Degree Granting Department

Mathematics and Statistics

Major Professor

Christos P. Tsokos, Ph.D.

Committee Member

Marcus McWaters, Ph.D.

Committee Member

Kandethody M. Ramachandran, Ph.D.

Committee Member

Rebecca D. Wooten, Ph.D.


Ordinary Bayes, Power Law, Loss function, Weibull process, Breast cancer


The objective of this study is to compare Bayesian and parametric approaches to determine the best for estimating reliability in complex systems. Determining reliability is particularly important in business and medical contexts. As expected, the Bayesian method showed the best results in assessing the reliability of systems.

In the first study, the Bayesian reliability function under the Higgins-Tsokos loss function using Jeffreys as its prior performs similarly as when the Bayesian reliability function is based on the squared-error loss. In addition, the Higgins-Tsokos loss function was found to be as robust as the squared-error loss function and slightly more efficient.

In the second study, we illustrated that--through the power law intensity function--Bayesian analysis is applicable in the power law process. The power law intensity function is the key entity of the power law process (also called the Weibull process or the non-homogeneous Poisson process). It gives the rate of change of a system's reliability as a function of time. First, using real data, we demonstrated that one of our two parameters behaves as a random variable. With the generated estimates, we obtained a probability density function that characterizes the behavior of this random variable. Using this information, under the commonly used squared-error loss function and with a proposed adjusted estimate for the second parameter, we obtained a Bayesian reliability estimate of the failure probability distribution that is characterized by the power law process. Then, using a Monte Carlo simulation, we showed the superiority of the Bayesian estimate compared with the maximum likelihood estimate and also the better performance of the proposed estimate compared with its maximum likelihood counterpart.

In the next study, a Bayesian sensitivity analysis was performed via Monte Carlo simulation, using the same parameter as in the previous study and under the commonly used squared-error loss function, using mean square error comparison. The analysis was extended to the second parameter as a function of the first, based on the relationship between their maximum likelihood estimates. The simulation procedure demonstrated that the Bayesian estimates are superior to the maximum likelihood estimates and that the selection of the prior distribution was sensitive. Secondly, we found that the proposed adjusted estimate for the second parameter has better performance under a noninformative prior.

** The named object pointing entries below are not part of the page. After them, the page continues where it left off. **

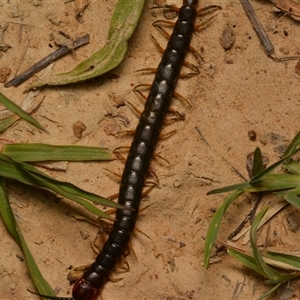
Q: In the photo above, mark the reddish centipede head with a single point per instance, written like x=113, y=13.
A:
x=82, y=290
x=190, y=3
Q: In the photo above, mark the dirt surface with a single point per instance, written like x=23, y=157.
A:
x=238, y=90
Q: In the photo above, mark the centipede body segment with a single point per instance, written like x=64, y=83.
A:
x=88, y=287
x=140, y=154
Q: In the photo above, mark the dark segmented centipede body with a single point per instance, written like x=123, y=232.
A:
x=145, y=139
x=140, y=154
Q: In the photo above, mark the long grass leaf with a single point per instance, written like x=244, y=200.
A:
x=293, y=167
x=268, y=271
x=270, y=292
x=30, y=175
x=275, y=182
x=44, y=152
x=293, y=145
x=19, y=111
x=292, y=198
x=9, y=220
x=230, y=188
x=8, y=121
x=258, y=165
x=215, y=224
x=272, y=167
x=287, y=259
x=246, y=260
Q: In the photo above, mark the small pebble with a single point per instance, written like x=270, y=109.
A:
x=227, y=39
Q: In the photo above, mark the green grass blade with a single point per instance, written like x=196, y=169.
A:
x=293, y=167
x=230, y=188
x=19, y=111
x=275, y=182
x=292, y=198
x=124, y=20
x=246, y=260
x=9, y=220
x=293, y=145
x=8, y=121
x=30, y=175
x=272, y=167
x=270, y=292
x=215, y=224
x=287, y=259
x=268, y=271
x=258, y=165
x=43, y=152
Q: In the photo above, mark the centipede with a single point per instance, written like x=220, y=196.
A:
x=145, y=139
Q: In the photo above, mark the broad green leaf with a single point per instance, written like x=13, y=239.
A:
x=258, y=165
x=44, y=152
x=12, y=226
x=124, y=20
x=19, y=111
x=215, y=224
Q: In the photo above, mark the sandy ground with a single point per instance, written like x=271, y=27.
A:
x=237, y=91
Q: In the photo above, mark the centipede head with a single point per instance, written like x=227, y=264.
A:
x=83, y=290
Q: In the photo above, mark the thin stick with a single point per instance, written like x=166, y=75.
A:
x=47, y=61
x=269, y=48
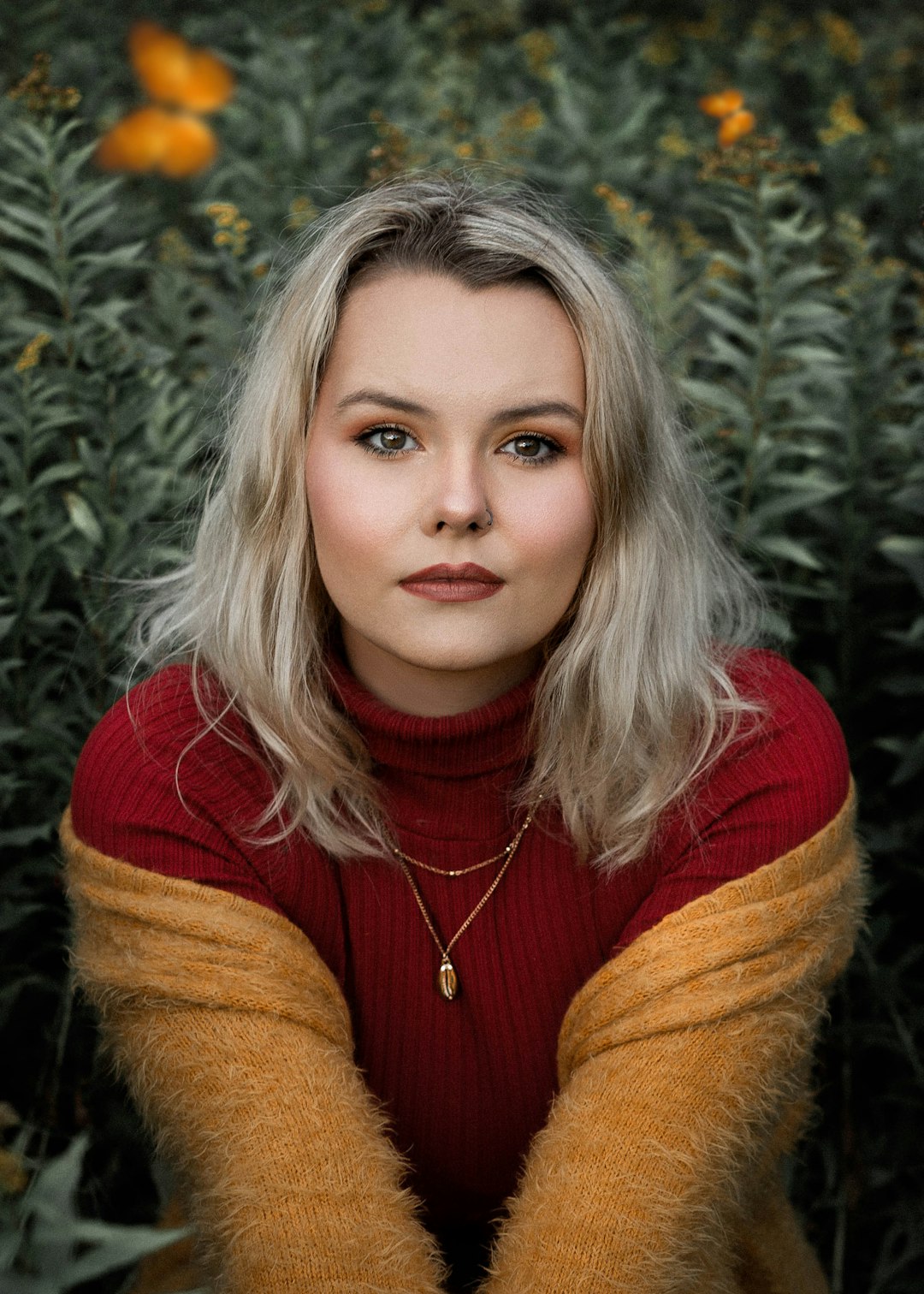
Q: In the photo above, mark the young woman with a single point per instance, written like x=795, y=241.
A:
x=462, y=887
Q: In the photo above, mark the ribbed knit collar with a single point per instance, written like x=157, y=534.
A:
x=457, y=745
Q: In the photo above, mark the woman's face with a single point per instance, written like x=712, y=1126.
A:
x=441, y=408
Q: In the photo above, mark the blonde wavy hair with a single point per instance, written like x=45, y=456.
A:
x=633, y=702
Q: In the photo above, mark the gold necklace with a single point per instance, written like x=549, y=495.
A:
x=447, y=977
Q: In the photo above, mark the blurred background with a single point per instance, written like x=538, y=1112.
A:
x=755, y=174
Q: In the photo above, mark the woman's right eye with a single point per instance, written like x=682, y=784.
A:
x=386, y=440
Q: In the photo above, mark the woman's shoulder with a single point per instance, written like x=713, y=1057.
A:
x=788, y=763
x=167, y=763
x=797, y=738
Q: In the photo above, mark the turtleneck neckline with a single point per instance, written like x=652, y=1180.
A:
x=474, y=742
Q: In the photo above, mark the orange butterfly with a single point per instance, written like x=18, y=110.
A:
x=161, y=139
x=737, y=121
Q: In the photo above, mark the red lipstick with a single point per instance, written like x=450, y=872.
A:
x=444, y=583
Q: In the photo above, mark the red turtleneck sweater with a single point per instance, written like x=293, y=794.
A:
x=467, y=1083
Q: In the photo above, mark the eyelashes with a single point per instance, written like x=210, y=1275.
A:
x=535, y=450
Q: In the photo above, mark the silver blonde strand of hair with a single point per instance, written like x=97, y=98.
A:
x=634, y=699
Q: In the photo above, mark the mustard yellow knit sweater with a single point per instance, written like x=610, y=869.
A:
x=684, y=1079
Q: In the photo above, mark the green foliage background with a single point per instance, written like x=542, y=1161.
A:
x=783, y=281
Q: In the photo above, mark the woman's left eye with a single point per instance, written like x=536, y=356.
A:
x=388, y=440
x=532, y=449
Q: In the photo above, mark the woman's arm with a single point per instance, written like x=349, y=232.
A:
x=684, y=1068
x=236, y=1043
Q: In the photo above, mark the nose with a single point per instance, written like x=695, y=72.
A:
x=459, y=501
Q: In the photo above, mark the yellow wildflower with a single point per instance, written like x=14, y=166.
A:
x=32, y=353
x=843, y=38
x=524, y=119
x=13, y=1177
x=844, y=121
x=38, y=93
x=222, y=212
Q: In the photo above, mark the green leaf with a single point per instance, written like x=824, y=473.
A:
x=83, y=518
x=30, y=270
x=908, y=553
x=791, y=550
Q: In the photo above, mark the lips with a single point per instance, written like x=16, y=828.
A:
x=466, y=571
x=443, y=583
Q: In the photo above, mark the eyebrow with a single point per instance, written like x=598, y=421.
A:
x=512, y=414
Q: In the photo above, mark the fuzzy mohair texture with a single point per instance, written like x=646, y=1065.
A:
x=684, y=1071
x=236, y=1043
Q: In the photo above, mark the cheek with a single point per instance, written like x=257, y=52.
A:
x=346, y=517
x=557, y=532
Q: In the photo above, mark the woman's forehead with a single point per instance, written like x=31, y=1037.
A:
x=435, y=333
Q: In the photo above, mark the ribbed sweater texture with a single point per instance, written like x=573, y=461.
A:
x=465, y=1084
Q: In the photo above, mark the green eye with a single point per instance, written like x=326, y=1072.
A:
x=532, y=449
x=386, y=440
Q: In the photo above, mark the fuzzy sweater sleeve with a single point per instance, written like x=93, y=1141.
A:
x=684, y=1071
x=237, y=1046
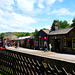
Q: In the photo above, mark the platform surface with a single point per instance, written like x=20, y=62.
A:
x=53, y=55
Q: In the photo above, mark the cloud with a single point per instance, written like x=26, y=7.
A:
x=62, y=11
x=40, y=4
x=15, y=22
x=7, y=4
x=60, y=0
x=50, y=2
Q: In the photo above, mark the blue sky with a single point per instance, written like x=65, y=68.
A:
x=28, y=15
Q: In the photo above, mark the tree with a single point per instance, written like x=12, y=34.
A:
x=52, y=27
x=45, y=29
x=27, y=34
x=73, y=24
x=36, y=31
x=63, y=24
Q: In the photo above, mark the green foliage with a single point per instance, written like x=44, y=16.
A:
x=73, y=24
x=27, y=34
x=63, y=24
x=2, y=34
x=45, y=29
x=36, y=31
x=52, y=27
x=21, y=34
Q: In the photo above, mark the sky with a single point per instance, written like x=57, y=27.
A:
x=28, y=15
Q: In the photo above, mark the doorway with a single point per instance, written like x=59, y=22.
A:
x=57, y=45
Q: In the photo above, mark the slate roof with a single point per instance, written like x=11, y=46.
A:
x=46, y=31
x=25, y=37
x=61, y=31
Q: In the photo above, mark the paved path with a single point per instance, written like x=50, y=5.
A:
x=53, y=55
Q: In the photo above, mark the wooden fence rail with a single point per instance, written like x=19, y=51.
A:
x=13, y=63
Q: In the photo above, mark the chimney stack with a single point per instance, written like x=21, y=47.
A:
x=55, y=25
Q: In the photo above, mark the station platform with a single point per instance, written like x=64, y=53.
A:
x=52, y=55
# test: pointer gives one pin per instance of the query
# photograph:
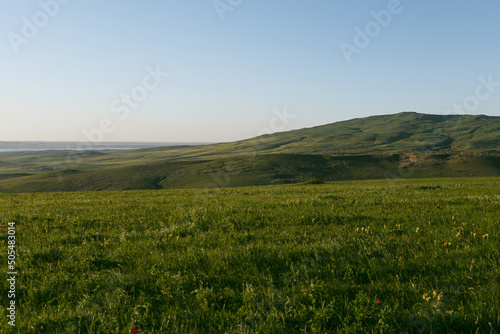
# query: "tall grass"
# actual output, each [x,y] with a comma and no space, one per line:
[415,256]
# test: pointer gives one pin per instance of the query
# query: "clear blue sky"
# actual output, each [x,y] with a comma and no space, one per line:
[227,76]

In the fourth study, a Bayesian approach was applied to real data from breast cancer research. The purpose of the study was to investigate the applicability of a Bayesian analysis to survival time of breast cancer data and to justify the applicability of the Bayesian approach to this domain. The estimation of one parameter, the survival function, and hazard function were analyzed. The simulation analysis showed that the Bayesian estimate of the parameter performed better compared with the estimated value under the Wheeler procedure. The excellent performance of the Bayesian estimate is reflected even for small sample sizes. The Bayesian survival function was also found to be more efficient than its parametric counterpart.

In the last study, a Bayesian analysis was carried out to investigate the sensitivity to the choice of the loss function. One of the parameters of the distribution that characterized the survival times for breast cancer data was estimated applying a Bayesian approach and under two different loss functions. Also, the estimates of the survival function were determined under the same setting. The simulation analysis showed that the choice of the squared-error loss function is robust in estimating the parameter and the survival function.